There are no freebies. When tourism boards, international chain hotels or airlines invite you to on a media trip, there may not be any financial costs but you will still be paying. The real cost? The ability to sell stories that result from these media trips, as most publications aren't interested in printing words from a writer who has a vested interest in only saying positive things about that destination/airline/hotel.
Travel writing is not the same as holidaying. Travel writing is not lying on a beach in Vanuatu casually bringing out the laptop when it suits you between sips from a coconut. If you are on one of those sponsored media trips the likelihood is the organiser will have you working from dawn til dusk meeting people, visiting sites and showing your interest and enthusiasm for Every. Single. Tiny. Thing. Imagine spending every meal with a very enthusiastic audience of people sitting opposite watching your every reaction to every bite. That's about it, but 24/7.
Even if you're not on a media trip, there is significant legwork that goes into putting together a travel story. You will need to go and experience all the places you think you might possibly want to write about for yourself, collecting addresses, opening hours, prices and all the requisite information to complete an informed story.

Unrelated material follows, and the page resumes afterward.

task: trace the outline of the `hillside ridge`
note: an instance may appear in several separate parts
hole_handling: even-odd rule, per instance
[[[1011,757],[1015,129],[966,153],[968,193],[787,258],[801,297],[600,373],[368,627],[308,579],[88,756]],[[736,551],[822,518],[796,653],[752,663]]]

Travel writers are not an elite profession only for those with special skills. Especially in this age of the blog, everyone is a travel writer so the competition for that coveted byline in the most esteemed publications is fierce. While this means that travel writing is probably the most egalitarian it has ever been and anyone has a chance to be a travel writer, it also means anyone has a chance to be a travel writer. Your dream is not unique and you are competing with, well, everyone.
You need to stand out from the crowd. It's not enough to say, "I went on a cool holiday to Norway, will you publish my story?" You need to be the first person to have ever set foot inside the latest and most cutting edge design hotel in the most remote part of Norway to even have a chance. Or, if you can't offer that exclusive, you need an angle. Flashpacking, boutique hotels, glamping are all so old hat. You need a niche that you can develop into a specialty that separates you from the other travel writer wannabes.

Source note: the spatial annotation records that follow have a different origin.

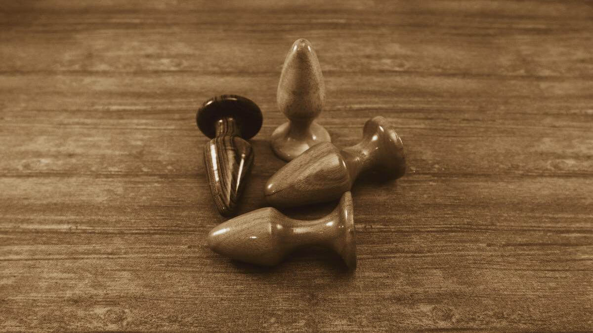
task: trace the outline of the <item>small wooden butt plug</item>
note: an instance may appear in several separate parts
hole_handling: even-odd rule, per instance
[[[221,215],[231,216],[253,164],[253,151],[246,140],[262,128],[262,111],[248,98],[222,95],[204,103],[196,121],[212,139],[204,146],[204,166],[214,203]]]
[[[297,40],[286,55],[280,75],[276,101],[289,121],[272,134],[274,153],[291,161],[312,146],[330,141],[315,119],[323,110],[326,87],[317,55],[306,39]]]
[[[385,180],[403,176],[406,154],[393,126],[375,117],[362,132],[358,145],[340,149],[322,142],[289,162],[266,184],[267,203],[288,207],[337,200],[366,170],[380,171]]]
[[[208,247],[236,260],[271,265],[298,248],[322,246],[333,249],[354,270],[356,245],[353,213],[350,192],[344,193],[333,212],[318,220],[295,220],[274,208],[262,208],[212,229],[208,234]]]

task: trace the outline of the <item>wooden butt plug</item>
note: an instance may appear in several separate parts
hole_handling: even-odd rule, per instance
[[[342,150],[329,142],[312,147],[268,180],[264,194],[270,206],[288,207],[337,200],[350,191],[362,171],[375,169],[386,179],[406,171],[403,145],[382,117],[365,124],[362,140]]]
[[[231,216],[253,164],[253,151],[246,140],[262,128],[262,111],[248,98],[222,95],[206,101],[196,121],[212,139],[204,146],[204,165],[214,203],[221,215]]]
[[[356,245],[353,213],[350,192],[344,193],[333,212],[318,220],[295,220],[274,208],[262,208],[212,229],[208,247],[236,260],[272,265],[298,248],[321,246],[333,249],[353,270]]]
[[[289,120],[272,134],[272,149],[278,157],[291,161],[312,146],[331,140],[326,129],[315,121],[325,98],[317,55],[309,41],[299,39],[286,55],[278,84],[278,108]]]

You need to act like a professional. When you do get that coveted email from the travel publication of your dreams expressing interest in your story idea, it's time to put your corporate suit back on. Travel writing might be a dream hobby for you, but it's a profession for the magazines. Editors want deadlines met, copy proof-read and images in the appropriate format. They don't care that you're in Papua New Guinea without wi-fi access. Even when a monkey steals your camera in Thailand, you still have to find a way to deliver those high resolution photos or you probably won't get another email in the future.

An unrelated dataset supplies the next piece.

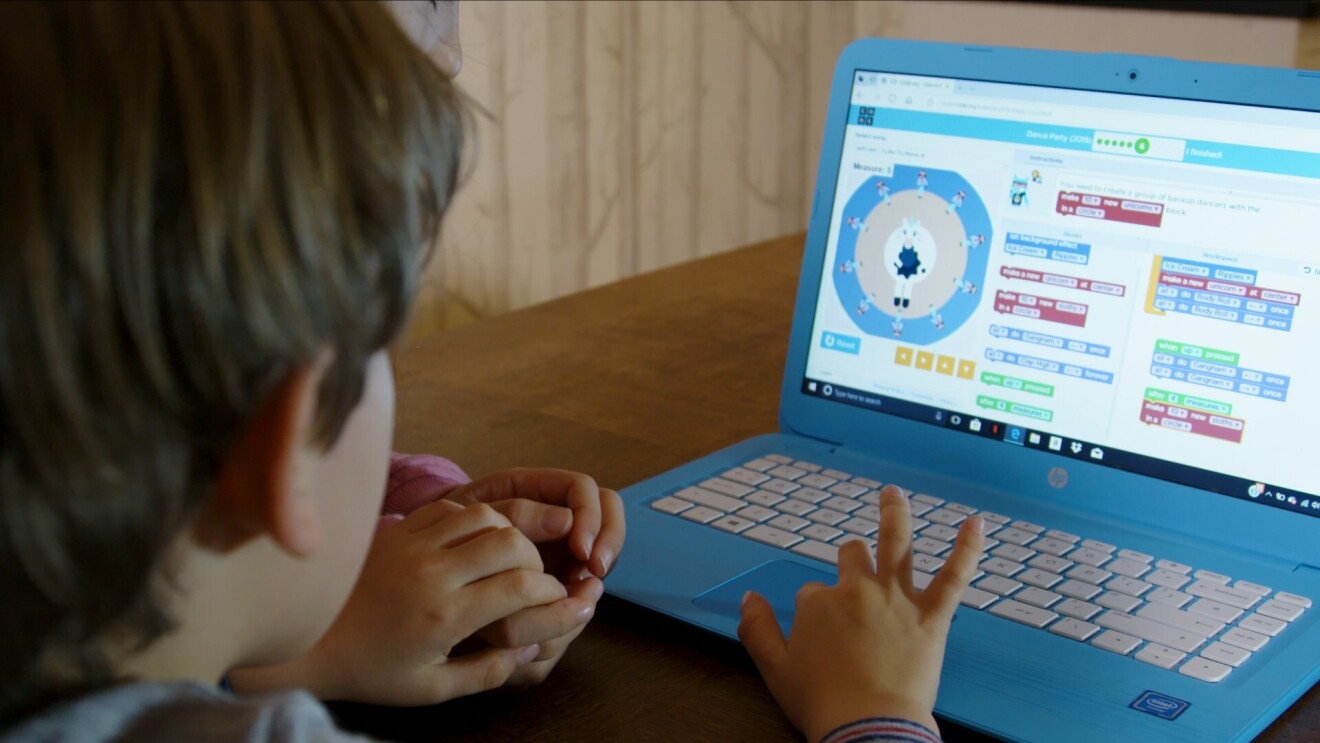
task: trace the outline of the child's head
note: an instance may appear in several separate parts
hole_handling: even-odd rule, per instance
[[[234,463],[273,457],[300,400],[290,457],[329,465],[268,467],[315,472],[272,487],[325,491],[322,541],[347,557],[321,569],[355,574],[388,451],[379,352],[465,113],[383,8],[284,1],[3,3],[0,100],[3,721],[169,630],[181,541],[268,541],[198,516],[218,480],[272,486]],[[253,533],[304,516],[255,513]],[[305,586],[289,639],[346,590]]]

Despite all the downsides, it's one of the best professions in the world. If you have the travel bug, getting to traipse around the world meeting new people and immersing yourself other cultures is a major motivation to go to work every day. When the traipsing is your work, it's a very privileged feeling to be able to share your experiences with other people who all wish they were doing the same. After all, penning pieces that others are reading as inspiration to help them get through their day is pretty brilliant stuff.